Some couple argues loudly behind a briar bush about who’s driving home. Jenny’s brother, Benjamin, throws a cigarette in the fire and walks back up the hill. He always rocks those short-sleeved, collared polo shirts like the fucking rich kid golfer that he is.

“Whoa, look at that,” Tom says, pointing at the smoke which is retreating into the branches of the Live Oaks above us. A piece of wet wood whines a high note and sizzles out.

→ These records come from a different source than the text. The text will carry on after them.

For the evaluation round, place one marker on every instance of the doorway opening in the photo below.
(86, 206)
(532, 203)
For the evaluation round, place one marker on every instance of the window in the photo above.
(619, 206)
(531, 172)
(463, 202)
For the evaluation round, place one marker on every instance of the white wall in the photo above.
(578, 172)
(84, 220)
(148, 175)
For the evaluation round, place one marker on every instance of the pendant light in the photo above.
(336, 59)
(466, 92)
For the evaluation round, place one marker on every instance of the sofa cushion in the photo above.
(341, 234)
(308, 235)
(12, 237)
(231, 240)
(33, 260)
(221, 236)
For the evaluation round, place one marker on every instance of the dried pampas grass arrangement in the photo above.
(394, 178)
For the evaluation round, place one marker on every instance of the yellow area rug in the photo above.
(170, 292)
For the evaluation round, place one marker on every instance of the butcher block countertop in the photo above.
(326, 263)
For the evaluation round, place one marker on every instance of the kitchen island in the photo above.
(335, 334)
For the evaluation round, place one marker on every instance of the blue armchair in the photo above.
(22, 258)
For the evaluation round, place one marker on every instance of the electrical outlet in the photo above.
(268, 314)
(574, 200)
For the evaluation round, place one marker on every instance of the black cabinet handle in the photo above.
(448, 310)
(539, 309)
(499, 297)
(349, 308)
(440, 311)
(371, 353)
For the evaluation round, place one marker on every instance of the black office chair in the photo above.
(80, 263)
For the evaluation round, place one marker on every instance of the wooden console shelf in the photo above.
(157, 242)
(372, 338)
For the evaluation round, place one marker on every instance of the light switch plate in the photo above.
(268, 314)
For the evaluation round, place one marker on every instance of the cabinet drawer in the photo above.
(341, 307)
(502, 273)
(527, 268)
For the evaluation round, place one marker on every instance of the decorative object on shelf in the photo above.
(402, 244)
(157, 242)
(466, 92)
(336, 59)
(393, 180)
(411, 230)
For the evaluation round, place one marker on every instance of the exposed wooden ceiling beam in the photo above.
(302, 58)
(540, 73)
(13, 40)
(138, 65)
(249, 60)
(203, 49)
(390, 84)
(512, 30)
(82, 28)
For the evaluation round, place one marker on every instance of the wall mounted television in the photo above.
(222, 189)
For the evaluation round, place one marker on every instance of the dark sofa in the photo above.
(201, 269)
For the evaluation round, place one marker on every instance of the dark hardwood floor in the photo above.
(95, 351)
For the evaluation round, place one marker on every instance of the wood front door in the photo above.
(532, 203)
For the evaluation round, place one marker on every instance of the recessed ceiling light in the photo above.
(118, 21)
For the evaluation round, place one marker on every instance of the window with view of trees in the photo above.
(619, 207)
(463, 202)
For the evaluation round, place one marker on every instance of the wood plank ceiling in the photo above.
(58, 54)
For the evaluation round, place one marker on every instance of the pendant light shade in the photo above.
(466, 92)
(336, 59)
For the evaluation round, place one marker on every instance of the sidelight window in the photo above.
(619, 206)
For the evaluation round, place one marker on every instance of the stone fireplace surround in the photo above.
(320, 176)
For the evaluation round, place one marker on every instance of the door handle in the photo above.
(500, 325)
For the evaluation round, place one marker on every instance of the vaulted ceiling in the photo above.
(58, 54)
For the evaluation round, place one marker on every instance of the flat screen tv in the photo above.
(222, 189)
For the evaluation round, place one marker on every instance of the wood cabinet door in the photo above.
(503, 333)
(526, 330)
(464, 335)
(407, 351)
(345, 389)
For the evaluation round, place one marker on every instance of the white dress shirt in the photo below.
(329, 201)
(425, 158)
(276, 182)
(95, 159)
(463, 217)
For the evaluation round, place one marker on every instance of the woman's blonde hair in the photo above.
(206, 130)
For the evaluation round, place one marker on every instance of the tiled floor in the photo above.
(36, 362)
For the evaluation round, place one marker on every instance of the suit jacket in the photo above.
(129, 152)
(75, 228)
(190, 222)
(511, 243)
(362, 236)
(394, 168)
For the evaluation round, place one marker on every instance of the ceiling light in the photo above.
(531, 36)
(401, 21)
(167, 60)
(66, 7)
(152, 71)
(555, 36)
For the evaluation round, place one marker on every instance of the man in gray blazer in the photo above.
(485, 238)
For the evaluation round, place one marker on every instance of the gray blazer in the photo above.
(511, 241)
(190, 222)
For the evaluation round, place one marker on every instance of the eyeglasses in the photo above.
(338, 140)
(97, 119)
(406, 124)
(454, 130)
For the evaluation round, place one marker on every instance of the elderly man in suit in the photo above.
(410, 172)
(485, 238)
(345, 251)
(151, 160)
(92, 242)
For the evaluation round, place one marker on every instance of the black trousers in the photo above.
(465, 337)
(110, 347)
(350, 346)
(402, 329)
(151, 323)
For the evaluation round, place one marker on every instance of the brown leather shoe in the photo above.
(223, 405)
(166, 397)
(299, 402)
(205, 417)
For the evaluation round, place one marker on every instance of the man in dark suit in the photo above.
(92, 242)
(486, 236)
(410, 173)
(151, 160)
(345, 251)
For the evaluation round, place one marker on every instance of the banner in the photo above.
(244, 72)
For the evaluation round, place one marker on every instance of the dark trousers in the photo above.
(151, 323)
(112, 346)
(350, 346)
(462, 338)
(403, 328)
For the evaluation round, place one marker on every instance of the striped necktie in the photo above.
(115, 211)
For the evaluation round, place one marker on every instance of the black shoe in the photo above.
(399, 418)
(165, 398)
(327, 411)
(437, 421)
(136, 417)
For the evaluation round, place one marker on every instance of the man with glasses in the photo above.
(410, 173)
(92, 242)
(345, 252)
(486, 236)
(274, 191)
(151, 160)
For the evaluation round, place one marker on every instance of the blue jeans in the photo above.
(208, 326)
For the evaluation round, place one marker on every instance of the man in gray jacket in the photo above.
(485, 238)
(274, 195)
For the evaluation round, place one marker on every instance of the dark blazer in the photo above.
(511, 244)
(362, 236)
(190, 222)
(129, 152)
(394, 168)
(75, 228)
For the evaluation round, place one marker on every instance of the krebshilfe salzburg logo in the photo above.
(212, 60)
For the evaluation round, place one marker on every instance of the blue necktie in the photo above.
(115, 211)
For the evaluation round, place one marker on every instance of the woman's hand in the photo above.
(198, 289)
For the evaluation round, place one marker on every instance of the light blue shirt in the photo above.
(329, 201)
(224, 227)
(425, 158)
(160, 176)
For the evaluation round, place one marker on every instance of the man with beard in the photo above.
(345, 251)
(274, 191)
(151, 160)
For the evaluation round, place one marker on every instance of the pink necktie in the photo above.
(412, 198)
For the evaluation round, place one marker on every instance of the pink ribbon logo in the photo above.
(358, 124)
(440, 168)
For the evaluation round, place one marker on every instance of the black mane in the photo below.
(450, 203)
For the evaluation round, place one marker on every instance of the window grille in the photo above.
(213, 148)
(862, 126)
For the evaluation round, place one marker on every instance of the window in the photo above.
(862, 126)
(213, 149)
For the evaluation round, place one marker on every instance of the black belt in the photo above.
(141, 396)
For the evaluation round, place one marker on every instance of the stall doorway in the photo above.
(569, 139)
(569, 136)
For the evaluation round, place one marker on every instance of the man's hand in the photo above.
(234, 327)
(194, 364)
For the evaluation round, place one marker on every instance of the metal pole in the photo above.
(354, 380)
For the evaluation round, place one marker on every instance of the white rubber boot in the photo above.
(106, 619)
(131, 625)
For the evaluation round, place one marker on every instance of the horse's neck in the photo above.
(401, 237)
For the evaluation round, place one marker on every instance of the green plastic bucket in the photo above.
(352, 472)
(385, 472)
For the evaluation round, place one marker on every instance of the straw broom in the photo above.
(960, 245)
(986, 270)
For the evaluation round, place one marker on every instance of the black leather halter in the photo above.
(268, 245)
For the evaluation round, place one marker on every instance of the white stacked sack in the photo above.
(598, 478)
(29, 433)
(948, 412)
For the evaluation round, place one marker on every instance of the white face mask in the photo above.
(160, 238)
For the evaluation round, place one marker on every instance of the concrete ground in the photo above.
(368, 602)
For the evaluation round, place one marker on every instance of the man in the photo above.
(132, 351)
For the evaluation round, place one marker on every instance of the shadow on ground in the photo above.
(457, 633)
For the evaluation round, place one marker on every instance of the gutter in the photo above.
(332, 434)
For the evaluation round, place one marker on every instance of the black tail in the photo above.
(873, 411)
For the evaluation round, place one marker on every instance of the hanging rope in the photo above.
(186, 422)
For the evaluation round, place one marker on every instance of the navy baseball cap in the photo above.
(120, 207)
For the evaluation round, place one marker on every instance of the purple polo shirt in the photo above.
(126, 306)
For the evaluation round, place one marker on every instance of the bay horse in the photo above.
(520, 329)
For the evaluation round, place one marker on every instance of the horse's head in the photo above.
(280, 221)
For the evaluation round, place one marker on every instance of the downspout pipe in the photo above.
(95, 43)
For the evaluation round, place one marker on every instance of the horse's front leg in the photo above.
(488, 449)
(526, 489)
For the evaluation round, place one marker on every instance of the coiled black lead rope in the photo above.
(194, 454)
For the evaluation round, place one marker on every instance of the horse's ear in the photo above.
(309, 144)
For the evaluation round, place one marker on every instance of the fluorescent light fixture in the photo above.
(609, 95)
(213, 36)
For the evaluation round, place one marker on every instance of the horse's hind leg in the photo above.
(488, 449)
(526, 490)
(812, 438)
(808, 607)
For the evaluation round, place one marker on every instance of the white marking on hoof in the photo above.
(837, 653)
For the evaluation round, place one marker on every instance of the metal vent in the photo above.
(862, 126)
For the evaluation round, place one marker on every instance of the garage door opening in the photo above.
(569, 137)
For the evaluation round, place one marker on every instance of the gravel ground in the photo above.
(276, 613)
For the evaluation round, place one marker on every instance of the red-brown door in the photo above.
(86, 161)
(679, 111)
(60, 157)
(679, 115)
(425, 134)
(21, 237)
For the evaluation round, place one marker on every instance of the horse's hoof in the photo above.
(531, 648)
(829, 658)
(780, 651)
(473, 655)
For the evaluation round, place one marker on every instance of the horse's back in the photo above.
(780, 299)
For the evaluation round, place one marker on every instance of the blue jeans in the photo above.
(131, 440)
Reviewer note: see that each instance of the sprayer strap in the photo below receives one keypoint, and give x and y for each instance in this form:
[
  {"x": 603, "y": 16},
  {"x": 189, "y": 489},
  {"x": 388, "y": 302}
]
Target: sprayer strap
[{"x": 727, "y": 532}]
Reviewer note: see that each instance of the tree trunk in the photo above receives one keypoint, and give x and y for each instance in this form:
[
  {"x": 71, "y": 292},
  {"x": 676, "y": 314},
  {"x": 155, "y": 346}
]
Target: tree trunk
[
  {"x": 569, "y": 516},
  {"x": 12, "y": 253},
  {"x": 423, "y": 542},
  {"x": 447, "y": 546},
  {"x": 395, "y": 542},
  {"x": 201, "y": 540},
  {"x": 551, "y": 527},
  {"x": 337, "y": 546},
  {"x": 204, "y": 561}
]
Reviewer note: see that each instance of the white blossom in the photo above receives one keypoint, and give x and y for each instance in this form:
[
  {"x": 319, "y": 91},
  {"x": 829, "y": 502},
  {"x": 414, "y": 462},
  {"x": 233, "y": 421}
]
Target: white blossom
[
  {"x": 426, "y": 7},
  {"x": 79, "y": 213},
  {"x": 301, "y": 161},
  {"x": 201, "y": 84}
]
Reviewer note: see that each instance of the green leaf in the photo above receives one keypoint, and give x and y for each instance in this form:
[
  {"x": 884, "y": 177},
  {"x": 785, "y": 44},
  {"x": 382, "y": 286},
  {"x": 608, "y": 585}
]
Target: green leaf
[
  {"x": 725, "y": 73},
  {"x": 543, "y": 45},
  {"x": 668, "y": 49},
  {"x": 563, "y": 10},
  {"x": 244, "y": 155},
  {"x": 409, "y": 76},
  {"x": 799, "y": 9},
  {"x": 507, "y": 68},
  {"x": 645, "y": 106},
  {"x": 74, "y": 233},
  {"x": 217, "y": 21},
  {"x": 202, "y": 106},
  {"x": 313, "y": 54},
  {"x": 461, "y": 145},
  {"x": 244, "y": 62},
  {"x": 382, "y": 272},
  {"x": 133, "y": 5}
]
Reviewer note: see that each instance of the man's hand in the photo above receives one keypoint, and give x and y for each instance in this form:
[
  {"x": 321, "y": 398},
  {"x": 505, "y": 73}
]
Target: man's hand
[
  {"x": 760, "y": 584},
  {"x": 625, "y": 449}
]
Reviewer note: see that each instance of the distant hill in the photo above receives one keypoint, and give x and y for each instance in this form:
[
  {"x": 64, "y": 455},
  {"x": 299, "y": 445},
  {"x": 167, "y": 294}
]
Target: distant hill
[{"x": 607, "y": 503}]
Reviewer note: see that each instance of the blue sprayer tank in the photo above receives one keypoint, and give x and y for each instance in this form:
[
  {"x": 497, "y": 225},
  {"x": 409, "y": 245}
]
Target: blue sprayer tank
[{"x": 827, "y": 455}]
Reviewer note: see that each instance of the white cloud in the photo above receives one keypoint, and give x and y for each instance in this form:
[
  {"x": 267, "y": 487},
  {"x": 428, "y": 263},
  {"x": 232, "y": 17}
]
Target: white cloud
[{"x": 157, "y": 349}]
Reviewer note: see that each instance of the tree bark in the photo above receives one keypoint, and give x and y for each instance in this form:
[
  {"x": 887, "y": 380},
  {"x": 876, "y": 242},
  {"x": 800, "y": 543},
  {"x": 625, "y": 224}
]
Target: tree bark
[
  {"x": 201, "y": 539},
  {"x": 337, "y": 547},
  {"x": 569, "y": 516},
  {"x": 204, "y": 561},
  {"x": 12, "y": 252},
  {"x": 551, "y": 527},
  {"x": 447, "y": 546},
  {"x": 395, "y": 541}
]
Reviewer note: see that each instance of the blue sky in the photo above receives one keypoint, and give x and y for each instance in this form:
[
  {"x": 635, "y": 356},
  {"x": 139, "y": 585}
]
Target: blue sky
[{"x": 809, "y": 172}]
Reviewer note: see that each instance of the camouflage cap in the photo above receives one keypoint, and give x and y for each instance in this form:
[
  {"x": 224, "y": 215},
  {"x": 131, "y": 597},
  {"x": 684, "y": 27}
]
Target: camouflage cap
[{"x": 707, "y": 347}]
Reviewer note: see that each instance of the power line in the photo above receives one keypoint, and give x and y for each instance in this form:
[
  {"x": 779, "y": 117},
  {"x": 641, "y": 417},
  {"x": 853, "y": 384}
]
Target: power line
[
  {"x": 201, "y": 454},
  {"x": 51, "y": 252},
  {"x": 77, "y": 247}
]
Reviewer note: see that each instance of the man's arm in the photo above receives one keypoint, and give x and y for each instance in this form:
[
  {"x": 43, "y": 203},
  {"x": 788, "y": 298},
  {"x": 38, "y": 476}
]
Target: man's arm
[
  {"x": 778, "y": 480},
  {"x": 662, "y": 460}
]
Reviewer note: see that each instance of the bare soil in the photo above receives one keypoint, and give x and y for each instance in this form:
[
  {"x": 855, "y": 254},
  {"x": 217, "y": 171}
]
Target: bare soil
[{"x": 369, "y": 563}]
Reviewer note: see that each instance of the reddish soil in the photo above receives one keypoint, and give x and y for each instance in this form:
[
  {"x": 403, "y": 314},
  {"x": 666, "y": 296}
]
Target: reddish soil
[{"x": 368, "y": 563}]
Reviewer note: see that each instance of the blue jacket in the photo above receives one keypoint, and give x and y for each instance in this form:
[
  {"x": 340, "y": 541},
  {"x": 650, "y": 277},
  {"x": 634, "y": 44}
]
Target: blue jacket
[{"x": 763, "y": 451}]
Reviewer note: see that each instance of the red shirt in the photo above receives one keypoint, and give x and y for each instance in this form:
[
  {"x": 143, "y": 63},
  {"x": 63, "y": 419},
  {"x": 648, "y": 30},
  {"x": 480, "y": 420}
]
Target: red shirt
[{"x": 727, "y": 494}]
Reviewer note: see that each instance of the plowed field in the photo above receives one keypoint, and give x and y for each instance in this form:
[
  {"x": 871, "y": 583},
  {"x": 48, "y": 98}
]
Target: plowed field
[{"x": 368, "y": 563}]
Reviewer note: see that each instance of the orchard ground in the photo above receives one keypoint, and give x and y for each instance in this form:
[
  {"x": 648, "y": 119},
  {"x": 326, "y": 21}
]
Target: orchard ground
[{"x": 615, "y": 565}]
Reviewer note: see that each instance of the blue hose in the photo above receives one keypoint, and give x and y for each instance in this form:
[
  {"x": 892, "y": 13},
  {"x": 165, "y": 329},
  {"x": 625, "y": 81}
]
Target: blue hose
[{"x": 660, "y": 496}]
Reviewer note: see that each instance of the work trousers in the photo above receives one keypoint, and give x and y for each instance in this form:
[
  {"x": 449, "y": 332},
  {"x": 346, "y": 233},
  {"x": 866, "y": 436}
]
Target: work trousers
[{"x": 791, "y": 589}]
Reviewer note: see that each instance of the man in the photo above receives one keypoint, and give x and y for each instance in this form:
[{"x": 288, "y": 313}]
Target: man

“Yeah, cool,” I say. “Want a beer?” I hand him my first and only. He receives it in the same way an elephant might pick up a paint brush. I’m already thinking of what excuse I’m going to tell him in the next minute, so I can ghost him. Maybe that I’m going to go bum a grit (an A-Town cigarette). Maybe that I need to talk to Bat about snowboarding tomorrow. Maybe that I need to grab another beer from the car. Maybe that Toby’s too fucked up, and I need to check on him. Or maybe that I have to piss.

Yes. That’s it.

I decide on that, but in between the moment I decide and the moment before the words come out of my mouth, Tom has been sucker punched in his newly shaved head, like really punched, like punched really really fucking atrociously hard. I know he’s been hit with a fist, of course, but the blow has so much torque behind it that the impact sounds something like a baseball bat against a slab of raw beef. It’s that force that has Tom slumping down to one knee, now, his beer (my beer) having exploded all over my Vans.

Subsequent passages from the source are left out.